LETTER TO AUDREY - 3 (Not sent)

 





04.07.2024


Dear Audrey,

It has been almost four months since we last spoke - four interminable months.

This might sound like an exaggeration, but it's not: many mornings, I woke up thinking of you, with tormenting thoughts that are difficult to describe. I often wondered about you: whether you are happy, how you are generally doing.

Many times, I wanted to write to you directly, but I always thought it would interfere unreasonably, disrupting your new equilibrium, our plans, our progress, and our developments.

Nonetheless, I miss you, I terribly miss you, Audrey. I really do - more than I ever expected. 

I have been wanting to tell you that for months. I know it has been a long time, and to you, this might sound like a faint, fading echo...of the past.

I let time pass, in the hope that you might find your new equilibrium, get used to a new life, but I always nurtured the hope that you would write to me again, that you would seek me out.

I do not know who you are seeing, whether the sommelier of L'Enclume or somebody else, how you are, but what matters to me is that you are happy.

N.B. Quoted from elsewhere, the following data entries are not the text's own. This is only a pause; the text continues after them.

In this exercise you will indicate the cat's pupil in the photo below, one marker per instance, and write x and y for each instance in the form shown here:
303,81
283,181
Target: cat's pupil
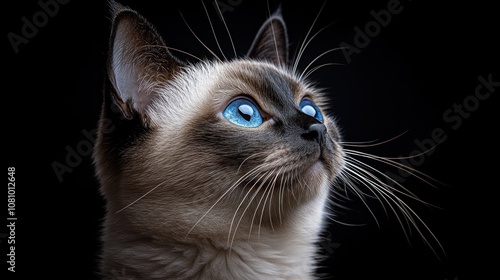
309,110
245,111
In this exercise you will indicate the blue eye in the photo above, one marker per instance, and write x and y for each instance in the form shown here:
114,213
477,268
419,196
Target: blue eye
309,108
243,112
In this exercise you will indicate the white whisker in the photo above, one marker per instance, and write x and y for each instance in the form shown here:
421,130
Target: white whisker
141,197
199,40
213,30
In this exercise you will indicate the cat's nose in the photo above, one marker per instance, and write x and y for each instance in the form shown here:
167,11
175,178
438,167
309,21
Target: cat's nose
315,132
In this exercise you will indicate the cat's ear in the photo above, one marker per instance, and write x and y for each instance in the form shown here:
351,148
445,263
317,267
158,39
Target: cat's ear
271,42
138,62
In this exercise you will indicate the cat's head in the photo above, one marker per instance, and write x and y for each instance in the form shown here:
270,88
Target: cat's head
211,145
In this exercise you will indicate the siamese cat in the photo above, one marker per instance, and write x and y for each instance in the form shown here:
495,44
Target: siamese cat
220,169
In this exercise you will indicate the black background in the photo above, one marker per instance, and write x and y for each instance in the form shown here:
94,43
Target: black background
424,61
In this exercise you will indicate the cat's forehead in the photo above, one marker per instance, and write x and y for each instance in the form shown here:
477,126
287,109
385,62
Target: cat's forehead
262,80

I have tried to force myself to limit, inhibit, and block myself from writing to you.

Yet, here I am. Why? Because I struggle to accept the idea of never seeing you again for the rest of my life.

I told you so when you called me that morning of October 30th as you desperately announced in tiers over the phone that you were about to leave Amsterdam for good and wanted to see me one last time. When we saw each other again, when we planned to do it again.

I would love to talk to you, to see you, to confront, discuss, resolve, amend, apologise, pacify, and cuddle. My words may seem disproportionate, inappropriate, perhaps empty and insubstantial, inconsistent, belated, weak, and circumstantial.

Yet, despite the passage of time, I am here again, at your bedside, with a thousand questions, doubts, and emotional earthquakes.

You will not believe me, but I have been struggling not to write to you - really, really, Audrey.

But something has changed. I will not go into further details, hoping for your feedback.

I am not begging, but I cannot hold myself back any longer. I miss you so much, Audrey.

I write these words under the influence, gripped by despair at the lack of you... of information about you and the void you left in my life, which contrasts with the constant presence of our memories together in my mind.

I would like to go back, rewind time, and look into your eyes. Remember how much we loved each other, what we said to each other, what we felt, and what we believed.

I apologise for sending you these words. I hope they do not shake you, as the thought of formulating them has often shaken me in recent weeks. I hope you are happy, and I hope you will answer me—whatever you tell me, whatever you feel, whatever you believe.

I wish you all the happiness in this world.

Sorry for not being able to restrain myself.

I miss you. And I begin to think that this feeling is destined never to leave me.